За дверью — осторожные шаги, вкрадчивый поворот ключа в замке и такая же вкрадчивая тень на пороге.
— Войдешь — убью, — буднично сообщаю я, и нечто в моем голосе заставляет тень отступить, с мягким шелестом миновать порог и пугливо раствориться в зыбких сумерках дома.
Я плюю ей вслед, плюю вслед печальному ежевичноглазому человеку-подростку, так странно, так мучительно в меня влюбленному, и засыпаю, собравшись в комок на пушистом песочном диване.

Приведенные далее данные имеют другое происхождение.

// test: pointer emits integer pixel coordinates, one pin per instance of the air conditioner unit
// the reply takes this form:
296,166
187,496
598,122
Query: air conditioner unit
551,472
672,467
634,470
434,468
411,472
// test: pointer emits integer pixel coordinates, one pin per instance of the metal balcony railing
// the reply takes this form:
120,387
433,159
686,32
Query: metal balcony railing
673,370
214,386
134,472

Утром от прежней ярости, от прежнего плача не остается и следа, лишь смутное недоумение переполняет сердце, и я тяжело двигаюсь по комнате, и касаюсь незнакомых вещей, и перелистываю незнакомые книги, не обращая внимания на Веньку, смущенно затихшего над газетой, и выхожу на балкон, и, опускаясь в плетеное кресло, смотрю сквозь цветные стекла террасы на чужие пространство и время подо мной…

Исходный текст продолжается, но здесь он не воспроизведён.